I've decided to make the blogger my more official journal. As such I've resolved to make this a place for a story a day. If I have an exceptionally boring day I may go backward in time and spout off a story of my youth and childhood.

Today's story is of a TA, that's me. I was very pleased to note that the students in my class did much better on their lab assignments this time around. I TA for a Civil Engineering Strength of Materials class. It's a lab class so every Tuesday I TA two lab sessions where we do cool stuff like break things. And when I say break things I mean we take solid steel bars and stick them in machines that bend or pull or twist them until they break. I almost died that way once. Every week or so the students turn in a lab report. This lab report is graded on a pretty strict level of standards. For example, if all of your tables and graphs aren't centered with the right fonts of the exact right sizes you lose points from the lab report grade. Minutia counts big time. Last week I had the job of grading the said minutia and then handing back the report grades to my student. Gosh, right when I was starting to form a bond of trust with them I hand them back an assignment where the average grade was 65%. That's tough. But I'm happy to report that I just went through their second lab report and this time around they got an average of 90% or so. It's heartening and I'm sure it will be a big morale boost for them. Their next lab report won't be due for another week as it's a combined lab, the last lab and the one we're doing tomorrow, so they'll have a little break, a chance to figure out what they've done wrong up until now and hopefully they'll be happy campers come a couple weeks from now when I hand back those reports with the grades on them.

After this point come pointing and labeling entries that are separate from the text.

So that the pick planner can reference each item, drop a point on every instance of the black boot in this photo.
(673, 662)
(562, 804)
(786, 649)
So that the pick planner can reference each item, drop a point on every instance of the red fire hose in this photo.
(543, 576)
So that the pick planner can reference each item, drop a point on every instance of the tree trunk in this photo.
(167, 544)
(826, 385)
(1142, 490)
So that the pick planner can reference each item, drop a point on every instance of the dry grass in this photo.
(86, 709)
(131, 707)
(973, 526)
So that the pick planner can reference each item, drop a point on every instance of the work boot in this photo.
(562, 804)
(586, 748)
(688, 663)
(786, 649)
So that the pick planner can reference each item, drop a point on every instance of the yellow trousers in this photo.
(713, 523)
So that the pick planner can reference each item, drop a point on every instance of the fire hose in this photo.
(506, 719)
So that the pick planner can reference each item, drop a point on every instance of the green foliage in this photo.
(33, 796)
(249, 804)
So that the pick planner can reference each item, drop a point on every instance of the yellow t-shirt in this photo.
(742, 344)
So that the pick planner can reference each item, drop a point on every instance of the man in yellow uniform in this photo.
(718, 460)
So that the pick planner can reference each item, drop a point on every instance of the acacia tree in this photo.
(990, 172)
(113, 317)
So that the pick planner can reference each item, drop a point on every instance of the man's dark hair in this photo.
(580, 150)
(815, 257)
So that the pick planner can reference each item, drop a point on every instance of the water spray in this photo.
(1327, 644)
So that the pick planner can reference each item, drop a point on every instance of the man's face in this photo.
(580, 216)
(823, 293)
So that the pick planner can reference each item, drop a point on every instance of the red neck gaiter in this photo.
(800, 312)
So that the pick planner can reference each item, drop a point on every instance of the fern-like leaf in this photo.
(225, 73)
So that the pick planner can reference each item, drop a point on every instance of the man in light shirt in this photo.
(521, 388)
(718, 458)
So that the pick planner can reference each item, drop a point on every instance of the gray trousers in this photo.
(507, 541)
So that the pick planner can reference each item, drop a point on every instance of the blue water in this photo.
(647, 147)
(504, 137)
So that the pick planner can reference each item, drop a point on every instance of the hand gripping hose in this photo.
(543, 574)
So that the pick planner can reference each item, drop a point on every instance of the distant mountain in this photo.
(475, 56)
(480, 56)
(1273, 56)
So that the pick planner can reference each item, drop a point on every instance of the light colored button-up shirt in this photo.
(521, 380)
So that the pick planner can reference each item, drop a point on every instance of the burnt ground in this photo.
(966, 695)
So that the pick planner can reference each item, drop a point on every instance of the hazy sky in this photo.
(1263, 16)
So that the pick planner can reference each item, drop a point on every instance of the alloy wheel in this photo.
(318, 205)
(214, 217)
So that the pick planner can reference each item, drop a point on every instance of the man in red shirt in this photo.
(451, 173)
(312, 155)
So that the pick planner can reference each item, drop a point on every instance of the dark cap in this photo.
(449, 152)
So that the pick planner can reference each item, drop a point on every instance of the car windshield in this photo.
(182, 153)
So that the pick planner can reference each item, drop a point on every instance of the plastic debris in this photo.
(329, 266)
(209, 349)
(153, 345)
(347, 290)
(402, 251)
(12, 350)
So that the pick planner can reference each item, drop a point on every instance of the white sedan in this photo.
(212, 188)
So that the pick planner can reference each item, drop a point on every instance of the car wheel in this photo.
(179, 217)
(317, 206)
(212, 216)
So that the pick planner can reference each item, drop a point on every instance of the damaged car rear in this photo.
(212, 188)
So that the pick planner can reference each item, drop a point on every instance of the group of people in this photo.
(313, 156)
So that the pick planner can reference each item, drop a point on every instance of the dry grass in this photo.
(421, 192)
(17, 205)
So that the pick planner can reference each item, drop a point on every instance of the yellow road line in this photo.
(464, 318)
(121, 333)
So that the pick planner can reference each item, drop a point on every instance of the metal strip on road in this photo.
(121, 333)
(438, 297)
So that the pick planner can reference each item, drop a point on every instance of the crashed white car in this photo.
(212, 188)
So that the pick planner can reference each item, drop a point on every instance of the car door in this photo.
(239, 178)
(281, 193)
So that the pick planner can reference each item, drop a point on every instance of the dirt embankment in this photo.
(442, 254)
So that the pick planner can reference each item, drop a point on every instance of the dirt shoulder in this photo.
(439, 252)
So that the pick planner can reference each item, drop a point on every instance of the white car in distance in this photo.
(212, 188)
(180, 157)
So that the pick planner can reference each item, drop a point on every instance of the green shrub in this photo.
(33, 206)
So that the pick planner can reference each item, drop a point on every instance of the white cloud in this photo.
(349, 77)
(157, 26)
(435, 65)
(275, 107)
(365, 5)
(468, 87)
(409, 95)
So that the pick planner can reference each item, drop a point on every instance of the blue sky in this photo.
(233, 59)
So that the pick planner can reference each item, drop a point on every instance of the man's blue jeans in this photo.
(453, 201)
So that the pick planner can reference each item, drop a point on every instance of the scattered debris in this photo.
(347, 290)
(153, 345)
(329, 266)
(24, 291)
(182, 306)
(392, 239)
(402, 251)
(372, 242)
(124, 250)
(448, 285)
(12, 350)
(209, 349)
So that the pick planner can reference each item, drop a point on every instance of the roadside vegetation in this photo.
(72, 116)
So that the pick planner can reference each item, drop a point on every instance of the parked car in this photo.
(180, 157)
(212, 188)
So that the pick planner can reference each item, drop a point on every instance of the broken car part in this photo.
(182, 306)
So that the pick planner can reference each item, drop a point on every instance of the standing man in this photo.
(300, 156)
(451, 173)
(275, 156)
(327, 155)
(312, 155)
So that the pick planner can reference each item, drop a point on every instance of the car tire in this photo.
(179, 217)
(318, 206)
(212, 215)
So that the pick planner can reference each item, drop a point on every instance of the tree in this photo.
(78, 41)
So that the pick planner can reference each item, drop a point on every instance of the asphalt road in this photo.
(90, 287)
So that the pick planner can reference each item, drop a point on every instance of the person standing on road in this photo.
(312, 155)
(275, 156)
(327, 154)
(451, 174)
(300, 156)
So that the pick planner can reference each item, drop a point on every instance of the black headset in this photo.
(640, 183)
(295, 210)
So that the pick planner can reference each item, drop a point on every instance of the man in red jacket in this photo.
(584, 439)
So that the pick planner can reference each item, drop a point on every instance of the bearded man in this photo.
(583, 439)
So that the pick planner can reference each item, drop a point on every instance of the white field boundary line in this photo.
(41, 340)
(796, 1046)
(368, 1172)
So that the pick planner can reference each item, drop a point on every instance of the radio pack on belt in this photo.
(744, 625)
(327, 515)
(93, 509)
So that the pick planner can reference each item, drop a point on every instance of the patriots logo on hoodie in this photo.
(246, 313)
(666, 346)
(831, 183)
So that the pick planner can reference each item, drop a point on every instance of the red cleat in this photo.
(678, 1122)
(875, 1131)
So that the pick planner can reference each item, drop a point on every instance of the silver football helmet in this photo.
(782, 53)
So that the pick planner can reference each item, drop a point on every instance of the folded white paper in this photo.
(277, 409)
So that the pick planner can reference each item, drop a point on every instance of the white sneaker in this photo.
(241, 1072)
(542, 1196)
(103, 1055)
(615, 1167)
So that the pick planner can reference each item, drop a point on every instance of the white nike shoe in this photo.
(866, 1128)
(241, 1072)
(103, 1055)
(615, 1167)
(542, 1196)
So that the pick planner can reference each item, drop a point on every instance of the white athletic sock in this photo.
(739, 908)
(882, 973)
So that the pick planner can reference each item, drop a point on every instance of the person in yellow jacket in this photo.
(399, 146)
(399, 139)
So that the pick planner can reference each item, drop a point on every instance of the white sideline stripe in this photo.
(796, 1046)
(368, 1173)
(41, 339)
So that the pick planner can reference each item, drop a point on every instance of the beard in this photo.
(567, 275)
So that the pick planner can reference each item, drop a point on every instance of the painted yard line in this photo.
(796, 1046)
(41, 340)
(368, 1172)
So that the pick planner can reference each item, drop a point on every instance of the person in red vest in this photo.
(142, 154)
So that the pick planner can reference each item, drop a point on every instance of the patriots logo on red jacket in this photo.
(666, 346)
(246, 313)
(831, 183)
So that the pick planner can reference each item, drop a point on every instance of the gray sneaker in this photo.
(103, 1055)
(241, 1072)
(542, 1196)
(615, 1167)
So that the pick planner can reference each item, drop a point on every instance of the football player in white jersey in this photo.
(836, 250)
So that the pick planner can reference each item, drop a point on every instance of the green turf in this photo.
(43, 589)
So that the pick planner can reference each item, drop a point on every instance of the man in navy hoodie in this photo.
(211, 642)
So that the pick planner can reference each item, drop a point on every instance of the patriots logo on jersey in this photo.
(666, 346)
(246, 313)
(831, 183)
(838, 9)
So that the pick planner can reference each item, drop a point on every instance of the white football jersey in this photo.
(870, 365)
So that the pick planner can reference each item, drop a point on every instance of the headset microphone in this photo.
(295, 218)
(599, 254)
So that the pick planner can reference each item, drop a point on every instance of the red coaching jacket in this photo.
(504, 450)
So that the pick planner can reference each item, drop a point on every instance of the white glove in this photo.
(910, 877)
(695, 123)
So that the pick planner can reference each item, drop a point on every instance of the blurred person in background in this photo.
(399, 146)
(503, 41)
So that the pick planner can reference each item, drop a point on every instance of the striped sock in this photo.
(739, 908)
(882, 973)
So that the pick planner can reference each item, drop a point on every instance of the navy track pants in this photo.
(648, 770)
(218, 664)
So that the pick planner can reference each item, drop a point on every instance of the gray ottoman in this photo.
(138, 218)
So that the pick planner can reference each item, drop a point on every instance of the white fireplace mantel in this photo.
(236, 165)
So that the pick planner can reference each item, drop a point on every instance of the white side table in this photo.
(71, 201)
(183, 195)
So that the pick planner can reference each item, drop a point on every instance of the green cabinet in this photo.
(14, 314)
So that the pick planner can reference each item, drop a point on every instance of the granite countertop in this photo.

Since I mentioned a near death experience I may as well relate it, eh? (no I'm not from Canada, I just like the way Canadians use the word "eh?") When I was a student in this class I enjoyed the torsion lab immensely. In the torsion lab we take a foot long piece of steel and stick it in a machine with two drums. It's locked into place so it won't roll around relative to the drums, kind of like putting a pair of vice-grips on either end. Then one of the drums is rotated steadily and the force used to rotate it is measured. The steel twists about 9-10 time before breaking. The temperature sky-rockets from room temperature to about 120 or 150 degrees (F). Finally it makes a nice clean break. Then we do the same for cast iron. Cast iron is way, way wossier than steel. It's also brittle. When steel breaks in torsion it's a flat break just like the bar got a new ending. When cast iron breaks it's a spiral fracture. Well sometimes when this spiral fracture happens it snaps back, like a rubber band. This snapping can cause a shard of the cast iron to fly off the specimen out at a random direction. When I was a student I was watching it closely. SNAP! A chunk of cast iron flies straight at my eye, faster than I can react to. Thankfully we had a shield over the whole contraption, harmlessly knocking it down. I tell you what, I owe my life, or at least my eye, to that thing.